Harrah's Atlantic City Lawsuit

Massimo Dangelico claims he signed up for the New Jersey self-exclusion list, but provided no evidence he did so.

The Atlantic County Superior Court’s appellate panel ruled in favor of Harrah’s Atlantic City on Friday. The panel ruled that Harrah’s Atlantic City can pursue gaming debt collection against Massimo Dangelico.

Mr. Dangelico is a compulsive gambler who claimed Harrah’s should have shut him off. The panel ruled that the Atlantic City casino does not have the burden of stopping compulsive gamblers.

The panel of judges ruled, “The relationship is built on enabling gaming, not withholding it.” It added that Harrah’s can pursue the $188,000 in debt Mr. Dangelico owes. The judges stated Harrah’s is “in the business of operating casino gambling”.

The “defendant is its customer”, who came to the casino to gamble. Therefore, Harrah’s provided what the customer wanted.

Didn’t Join Self-Exclusion List

New Jersey has a self-exclusion registry, but Massimo Dangelico did not sign up for the list. The Division of Gaming Enforcement created the self-exclusion law in 2001 to help problem gamblers manage their addiction. Lawmakers expanded the list for online gambling in 2013.

A person can sign up for the registry, which then bans them from either land-based casinos or online casinos (or both) throughout the state. The self-exclusion list allows for a 1-year ban, a 5-year ban, or a lifetime ban. Had Massimo Dangelico signed up for the list and Harrah’s allowed him to gamble, he would have a legal case.

Dangelico’s lawyers claim he signed up for the registry, but could not locate him on the list — or prove he ever signed up for the registry.

Atlantic City Casino Markers

Instead, the panel said Massimo Dangelico presented as a high roller who qualified for casino markers. Casino markers are a form of credit a land-based casino gives to people who wager $10,000 or more in a gaming session. The player signs for the market, which acts as a kind of IOU.
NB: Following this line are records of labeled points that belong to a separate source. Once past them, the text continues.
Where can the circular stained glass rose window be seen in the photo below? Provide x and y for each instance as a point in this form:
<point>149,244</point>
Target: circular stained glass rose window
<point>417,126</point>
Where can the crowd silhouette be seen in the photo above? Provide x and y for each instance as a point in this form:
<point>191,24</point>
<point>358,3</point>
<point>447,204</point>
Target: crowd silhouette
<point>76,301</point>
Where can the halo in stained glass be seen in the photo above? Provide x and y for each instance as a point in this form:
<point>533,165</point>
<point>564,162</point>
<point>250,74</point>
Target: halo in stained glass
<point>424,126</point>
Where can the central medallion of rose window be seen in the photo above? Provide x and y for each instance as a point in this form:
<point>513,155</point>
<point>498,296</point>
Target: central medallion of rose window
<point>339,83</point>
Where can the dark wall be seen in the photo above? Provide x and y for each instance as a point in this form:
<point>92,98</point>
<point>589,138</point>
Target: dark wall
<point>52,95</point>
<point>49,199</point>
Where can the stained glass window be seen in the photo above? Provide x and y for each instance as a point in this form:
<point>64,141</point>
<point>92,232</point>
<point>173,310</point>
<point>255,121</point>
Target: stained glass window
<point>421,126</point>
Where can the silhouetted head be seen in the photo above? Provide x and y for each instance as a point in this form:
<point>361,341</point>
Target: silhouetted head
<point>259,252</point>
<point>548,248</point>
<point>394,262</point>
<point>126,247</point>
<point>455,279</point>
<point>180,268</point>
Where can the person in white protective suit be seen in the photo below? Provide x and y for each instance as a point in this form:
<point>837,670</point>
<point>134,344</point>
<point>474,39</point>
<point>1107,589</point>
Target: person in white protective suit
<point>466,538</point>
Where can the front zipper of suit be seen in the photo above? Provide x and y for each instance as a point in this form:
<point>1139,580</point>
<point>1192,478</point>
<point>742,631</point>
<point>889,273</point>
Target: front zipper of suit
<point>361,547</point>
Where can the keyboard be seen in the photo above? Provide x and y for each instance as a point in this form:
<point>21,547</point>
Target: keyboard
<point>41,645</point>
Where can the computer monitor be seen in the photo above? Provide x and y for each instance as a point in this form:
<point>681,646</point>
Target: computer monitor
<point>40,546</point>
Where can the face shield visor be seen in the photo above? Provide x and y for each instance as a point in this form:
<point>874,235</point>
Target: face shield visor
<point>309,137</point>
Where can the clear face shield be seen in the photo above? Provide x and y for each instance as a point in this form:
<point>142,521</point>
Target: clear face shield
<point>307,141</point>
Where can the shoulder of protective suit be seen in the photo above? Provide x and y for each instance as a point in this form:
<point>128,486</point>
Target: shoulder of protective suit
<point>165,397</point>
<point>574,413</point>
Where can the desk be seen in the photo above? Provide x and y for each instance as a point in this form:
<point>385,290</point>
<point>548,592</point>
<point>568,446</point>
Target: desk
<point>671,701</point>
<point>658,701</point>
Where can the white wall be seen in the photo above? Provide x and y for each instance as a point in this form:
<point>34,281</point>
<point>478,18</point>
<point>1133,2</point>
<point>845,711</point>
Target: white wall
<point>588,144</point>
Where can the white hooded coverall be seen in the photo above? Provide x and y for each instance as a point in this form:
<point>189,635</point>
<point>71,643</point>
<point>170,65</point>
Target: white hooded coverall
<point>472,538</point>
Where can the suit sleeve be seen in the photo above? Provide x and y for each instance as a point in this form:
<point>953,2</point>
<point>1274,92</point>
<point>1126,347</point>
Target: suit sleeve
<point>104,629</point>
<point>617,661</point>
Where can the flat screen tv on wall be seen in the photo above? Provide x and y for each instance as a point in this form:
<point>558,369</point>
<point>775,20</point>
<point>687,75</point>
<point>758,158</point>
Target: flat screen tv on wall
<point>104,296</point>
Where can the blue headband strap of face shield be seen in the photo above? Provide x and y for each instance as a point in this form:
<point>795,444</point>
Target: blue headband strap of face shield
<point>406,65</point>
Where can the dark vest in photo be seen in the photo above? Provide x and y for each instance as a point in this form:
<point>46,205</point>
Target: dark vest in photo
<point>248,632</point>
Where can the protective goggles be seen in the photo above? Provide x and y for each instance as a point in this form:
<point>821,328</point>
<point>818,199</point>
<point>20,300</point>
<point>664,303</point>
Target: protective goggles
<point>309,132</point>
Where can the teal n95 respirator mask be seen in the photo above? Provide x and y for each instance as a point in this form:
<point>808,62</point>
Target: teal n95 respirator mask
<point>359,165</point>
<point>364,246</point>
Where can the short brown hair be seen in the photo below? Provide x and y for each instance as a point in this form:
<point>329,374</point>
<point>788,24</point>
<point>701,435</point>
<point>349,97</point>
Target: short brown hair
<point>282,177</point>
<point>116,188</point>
The IOU comes with the force of law. It is not treated as a form of credit that can be ignored at the risk of bad credit. Instead, casinos can take the person who signed for the debt to court to collect the credit.

When Dangelico failed to pay back the $160,000 in debt, the casino began the debt collection process. That process included the original loan, interest, and attorney fees.

Appellate Court Ruling

The Superior Court judges ruled the “defendant bears the burden to prove his affirmative defense. He has failed to demonstrate a violation of the statutory and regulatory framework…governing extension of credit by casinos, which may constitute a defense.”

The judges added, “We are satisfied that Harrah’s demonstrated the absence of a genuine issue of material fact, and it was entitled to judgment as a matter of law.”

“We are not convinced the public interest supports recognizing a duty to withhold credit from a patron who has not availed himself of the mechanisms the law provides to protect himself from his compulsiveness to gamble.”